You can’t make it out of ID without learning a lot about teamwork. Even though sometimes it seems like trial and error, you can still come away with greater respect for colleagues and a sense of humility about your own contribution. I also think that I learned a lot about making data and processes visible, both to help a team collaborate more effectively, and to help clients understand how a solution is being developed. I’ve even been able to use the InsightMatrix a few times.
What hard times did you have at ID while a student, and what got you through them?
When I look back now, the things that stand out were late night (or last minute) work, where you’re feeling frustrated about the quality of work you’re doing, and kicking yourself for not planning ahead better. There’s not much you can do right then, other than take a deep breath and try to make reasonable choices within constraints.

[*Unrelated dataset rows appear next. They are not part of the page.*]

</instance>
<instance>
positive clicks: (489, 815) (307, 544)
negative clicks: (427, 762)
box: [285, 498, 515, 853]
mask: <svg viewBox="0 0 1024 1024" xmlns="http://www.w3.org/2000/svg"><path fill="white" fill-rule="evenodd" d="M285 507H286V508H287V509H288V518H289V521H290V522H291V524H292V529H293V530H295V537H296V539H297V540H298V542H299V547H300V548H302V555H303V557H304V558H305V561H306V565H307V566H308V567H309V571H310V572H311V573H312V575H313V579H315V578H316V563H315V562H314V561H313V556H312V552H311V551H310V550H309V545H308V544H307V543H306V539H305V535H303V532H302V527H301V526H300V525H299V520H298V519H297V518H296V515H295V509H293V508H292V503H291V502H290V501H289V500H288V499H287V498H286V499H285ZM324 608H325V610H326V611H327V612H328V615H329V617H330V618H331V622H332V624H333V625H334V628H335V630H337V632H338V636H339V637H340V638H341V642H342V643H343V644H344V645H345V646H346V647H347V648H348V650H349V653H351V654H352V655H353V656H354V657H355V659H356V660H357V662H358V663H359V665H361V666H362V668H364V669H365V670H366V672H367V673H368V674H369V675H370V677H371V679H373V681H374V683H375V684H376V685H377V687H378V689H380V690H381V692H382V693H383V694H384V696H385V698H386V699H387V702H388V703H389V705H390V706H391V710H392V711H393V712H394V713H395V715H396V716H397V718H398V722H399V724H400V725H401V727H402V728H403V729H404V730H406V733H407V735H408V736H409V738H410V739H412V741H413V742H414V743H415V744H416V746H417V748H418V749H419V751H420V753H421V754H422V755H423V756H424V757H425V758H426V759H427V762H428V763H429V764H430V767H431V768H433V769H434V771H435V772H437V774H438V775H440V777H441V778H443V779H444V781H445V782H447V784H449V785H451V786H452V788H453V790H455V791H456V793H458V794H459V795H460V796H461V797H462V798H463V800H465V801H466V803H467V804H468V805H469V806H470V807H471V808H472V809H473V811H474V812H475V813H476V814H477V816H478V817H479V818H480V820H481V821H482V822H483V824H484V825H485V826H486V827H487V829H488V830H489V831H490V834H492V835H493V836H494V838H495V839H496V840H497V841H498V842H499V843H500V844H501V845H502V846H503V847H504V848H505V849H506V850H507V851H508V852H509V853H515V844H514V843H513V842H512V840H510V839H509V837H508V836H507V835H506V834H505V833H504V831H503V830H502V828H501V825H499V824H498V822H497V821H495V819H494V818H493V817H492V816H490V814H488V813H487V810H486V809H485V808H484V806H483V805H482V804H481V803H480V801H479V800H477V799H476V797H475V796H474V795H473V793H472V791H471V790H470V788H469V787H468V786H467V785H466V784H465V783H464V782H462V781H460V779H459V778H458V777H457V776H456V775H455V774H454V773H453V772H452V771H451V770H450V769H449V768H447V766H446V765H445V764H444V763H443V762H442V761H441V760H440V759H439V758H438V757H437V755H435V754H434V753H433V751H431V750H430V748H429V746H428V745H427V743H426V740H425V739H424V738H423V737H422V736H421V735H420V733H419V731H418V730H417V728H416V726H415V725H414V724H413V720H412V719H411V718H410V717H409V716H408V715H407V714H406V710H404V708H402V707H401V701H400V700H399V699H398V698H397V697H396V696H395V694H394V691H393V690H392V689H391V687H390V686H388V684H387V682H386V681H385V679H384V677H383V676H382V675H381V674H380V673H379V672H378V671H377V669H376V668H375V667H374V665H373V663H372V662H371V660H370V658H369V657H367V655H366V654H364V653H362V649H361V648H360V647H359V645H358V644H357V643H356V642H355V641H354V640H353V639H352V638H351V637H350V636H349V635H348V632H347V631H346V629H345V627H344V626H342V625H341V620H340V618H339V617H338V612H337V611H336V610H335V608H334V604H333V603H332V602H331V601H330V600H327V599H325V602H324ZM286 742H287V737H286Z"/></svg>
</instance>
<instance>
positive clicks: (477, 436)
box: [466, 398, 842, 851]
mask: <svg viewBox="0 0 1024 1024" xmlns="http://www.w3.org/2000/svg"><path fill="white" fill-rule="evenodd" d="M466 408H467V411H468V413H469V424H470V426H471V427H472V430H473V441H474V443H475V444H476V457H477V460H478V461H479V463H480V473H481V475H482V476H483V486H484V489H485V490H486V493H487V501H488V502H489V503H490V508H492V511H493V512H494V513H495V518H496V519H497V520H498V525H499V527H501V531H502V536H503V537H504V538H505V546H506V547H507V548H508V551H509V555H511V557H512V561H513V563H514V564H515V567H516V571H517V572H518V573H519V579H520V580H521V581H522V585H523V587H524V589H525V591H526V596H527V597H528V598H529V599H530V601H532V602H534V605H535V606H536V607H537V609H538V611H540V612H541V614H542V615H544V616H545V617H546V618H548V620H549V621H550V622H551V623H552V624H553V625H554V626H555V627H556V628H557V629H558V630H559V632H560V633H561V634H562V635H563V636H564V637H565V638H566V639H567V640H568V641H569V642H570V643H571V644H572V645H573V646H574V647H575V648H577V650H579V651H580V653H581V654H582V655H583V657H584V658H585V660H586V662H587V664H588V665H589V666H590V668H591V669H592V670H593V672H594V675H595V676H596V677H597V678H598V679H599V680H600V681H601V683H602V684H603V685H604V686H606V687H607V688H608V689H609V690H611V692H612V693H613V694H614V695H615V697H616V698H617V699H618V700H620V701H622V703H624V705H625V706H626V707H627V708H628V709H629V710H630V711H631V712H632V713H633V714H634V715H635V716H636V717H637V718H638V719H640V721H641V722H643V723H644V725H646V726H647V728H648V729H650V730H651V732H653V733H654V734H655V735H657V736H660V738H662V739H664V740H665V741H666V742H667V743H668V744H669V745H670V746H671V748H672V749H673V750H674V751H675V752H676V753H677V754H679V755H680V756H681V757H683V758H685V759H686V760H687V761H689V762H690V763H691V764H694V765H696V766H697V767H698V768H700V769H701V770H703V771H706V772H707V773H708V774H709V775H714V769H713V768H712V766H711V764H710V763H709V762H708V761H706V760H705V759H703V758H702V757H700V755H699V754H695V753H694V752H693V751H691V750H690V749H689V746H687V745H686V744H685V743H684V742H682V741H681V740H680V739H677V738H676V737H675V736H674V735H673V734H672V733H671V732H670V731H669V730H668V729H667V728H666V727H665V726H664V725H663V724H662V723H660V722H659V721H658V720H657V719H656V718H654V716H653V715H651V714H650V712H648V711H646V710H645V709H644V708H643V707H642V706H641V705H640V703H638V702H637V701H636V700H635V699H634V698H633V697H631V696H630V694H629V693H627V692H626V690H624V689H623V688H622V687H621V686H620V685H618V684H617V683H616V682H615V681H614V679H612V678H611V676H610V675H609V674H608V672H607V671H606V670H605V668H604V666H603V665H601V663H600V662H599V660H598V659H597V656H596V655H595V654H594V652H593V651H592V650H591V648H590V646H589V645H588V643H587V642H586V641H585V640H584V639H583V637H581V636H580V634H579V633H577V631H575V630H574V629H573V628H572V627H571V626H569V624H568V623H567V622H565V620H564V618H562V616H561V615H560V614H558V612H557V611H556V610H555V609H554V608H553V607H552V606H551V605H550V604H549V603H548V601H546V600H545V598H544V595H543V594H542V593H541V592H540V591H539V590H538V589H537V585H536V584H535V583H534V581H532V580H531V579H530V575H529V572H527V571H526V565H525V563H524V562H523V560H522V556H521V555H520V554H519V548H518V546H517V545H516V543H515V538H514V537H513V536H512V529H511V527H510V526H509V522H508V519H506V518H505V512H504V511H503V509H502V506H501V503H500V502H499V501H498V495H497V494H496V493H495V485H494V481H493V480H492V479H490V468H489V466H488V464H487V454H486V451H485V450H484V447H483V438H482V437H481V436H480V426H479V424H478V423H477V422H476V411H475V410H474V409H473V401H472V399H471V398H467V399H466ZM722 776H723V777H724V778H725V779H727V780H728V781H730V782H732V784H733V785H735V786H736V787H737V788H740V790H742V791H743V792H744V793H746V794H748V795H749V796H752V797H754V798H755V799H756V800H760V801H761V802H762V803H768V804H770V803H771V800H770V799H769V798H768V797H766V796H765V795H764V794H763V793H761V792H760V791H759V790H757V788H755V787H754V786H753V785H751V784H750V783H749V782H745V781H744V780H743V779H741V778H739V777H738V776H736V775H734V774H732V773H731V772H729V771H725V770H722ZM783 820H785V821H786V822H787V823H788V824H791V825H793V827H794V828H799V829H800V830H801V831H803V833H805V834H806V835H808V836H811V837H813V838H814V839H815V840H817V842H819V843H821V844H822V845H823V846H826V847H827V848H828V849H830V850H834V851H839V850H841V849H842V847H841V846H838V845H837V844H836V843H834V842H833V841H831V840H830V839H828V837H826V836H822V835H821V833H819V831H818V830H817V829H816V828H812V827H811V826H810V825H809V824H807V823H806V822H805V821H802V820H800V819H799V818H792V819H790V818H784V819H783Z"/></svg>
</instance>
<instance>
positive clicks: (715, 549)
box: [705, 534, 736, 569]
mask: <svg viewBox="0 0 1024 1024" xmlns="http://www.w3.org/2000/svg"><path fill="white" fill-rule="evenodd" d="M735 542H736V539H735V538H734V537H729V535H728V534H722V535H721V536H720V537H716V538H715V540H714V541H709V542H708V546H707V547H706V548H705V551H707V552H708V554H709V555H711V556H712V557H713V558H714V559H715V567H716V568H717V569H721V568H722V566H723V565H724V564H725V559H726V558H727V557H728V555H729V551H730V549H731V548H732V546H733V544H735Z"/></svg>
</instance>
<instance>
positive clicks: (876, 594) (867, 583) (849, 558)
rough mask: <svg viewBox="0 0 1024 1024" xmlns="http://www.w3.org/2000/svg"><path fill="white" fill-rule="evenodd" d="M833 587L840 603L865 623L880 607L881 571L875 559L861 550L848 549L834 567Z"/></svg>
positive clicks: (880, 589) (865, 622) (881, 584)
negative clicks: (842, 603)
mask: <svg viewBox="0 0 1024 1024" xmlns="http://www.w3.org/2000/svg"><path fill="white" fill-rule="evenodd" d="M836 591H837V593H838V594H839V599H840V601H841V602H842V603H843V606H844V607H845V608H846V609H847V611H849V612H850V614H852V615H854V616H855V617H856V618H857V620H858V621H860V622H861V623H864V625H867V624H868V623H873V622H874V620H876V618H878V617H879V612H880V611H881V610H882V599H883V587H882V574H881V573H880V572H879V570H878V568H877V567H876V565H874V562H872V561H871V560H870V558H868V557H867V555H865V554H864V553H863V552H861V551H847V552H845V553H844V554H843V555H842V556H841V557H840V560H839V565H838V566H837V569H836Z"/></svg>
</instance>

Over time, I think I learned how to plan better to avoid those situations, but also how to ask for help earlier, so I didn’t get into that kind of trouble in the first place.
What was your favorite place to be creative while a student at ID?

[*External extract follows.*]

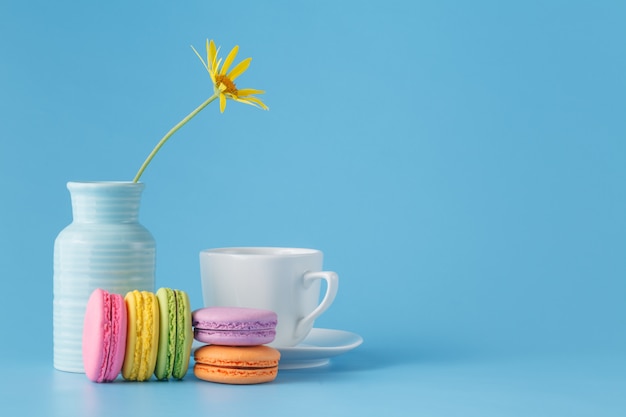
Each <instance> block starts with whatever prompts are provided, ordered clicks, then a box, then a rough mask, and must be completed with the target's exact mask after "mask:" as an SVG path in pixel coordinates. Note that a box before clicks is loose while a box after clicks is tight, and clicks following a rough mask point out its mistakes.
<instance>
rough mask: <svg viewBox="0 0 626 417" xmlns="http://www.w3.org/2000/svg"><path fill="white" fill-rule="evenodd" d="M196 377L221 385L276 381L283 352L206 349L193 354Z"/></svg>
mask: <svg viewBox="0 0 626 417" xmlns="http://www.w3.org/2000/svg"><path fill="white" fill-rule="evenodd" d="M194 359H195V365H194V367H193V373H194V375H195V376H196V377H197V378H199V379H203V380H205V381H210V382H218V383H221V384H240V385H241V384H260V383H263V382H270V381H273V380H274V379H276V375H277V374H278V361H279V359H280V352H279V351H278V350H276V349H274V348H271V347H269V346H262V345H261V346H219V345H207V346H203V347H201V348H198V349H197V350H196V352H195V354H194Z"/></svg>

When working by myself, I preferred quiet places like the 4th floor lounge, an empty classroom, or that weird little room on the fifth floor outside the old “makeout room”. The big studio always had a little too much noise for me to concentrate—except maybe on Saturday mornings.But it was far more fun and creatively stimulating to be standing at a whiteboard with colleagues, just riffing off ideas. Good times—lots of laughter and flashes of insight.
If you could have changed one thing about your time at ID, what would it have been?
I was probably overly conscious of being older than other students, and having more at stake with a mid-career shift of focus. As a result, I think I obsessed about work just a bit too much, and traded off more fun time with other students. Now I really value those relationships, and of course continue to meet up with people in Chicago and around the country, but I think I could have had more fun while here.
What other advice do you have for current and/or future ID students, (especially in light of the not so hot economy)?
There are always great opportunities for people who know how to solve problems. Don’t limit yourself to traditional design firms. I came to ID hoping to work for IDEO, and found myself at a very different place… and I’m loving the challenge.But when you leave the Design Thinking community, you’ll have to work much harder at explaining what it is that we do. From interviews straight through to when you actually start working, make sure you’re being “user-centered” in your communication: find out what kinds of problems people need to solve, and experiment with ways of explaining ID methods in terms that they understand. And by the way, you’ll also discover that non-designers have great problem-solving approaches, too—it dramatically improves your capabilities if you continue to seek out learning opportunities—for example, did you know you can actually use Excel to manage numerical data, in addition to creating InsightMatrices???
This space is for anything else you’d like to share.
If you’re in Chicago for the first time while at ID, make sure you seek out and enjoy everything that’s wonderful and interesting here. I’m a big architecture fan, and loved walking around the Loop looking at old buildings—and you should also take the Green Line out to Oak Park and visit Frank Lloyd Wright’s home and studio. Chicago is such a great town I just might move back.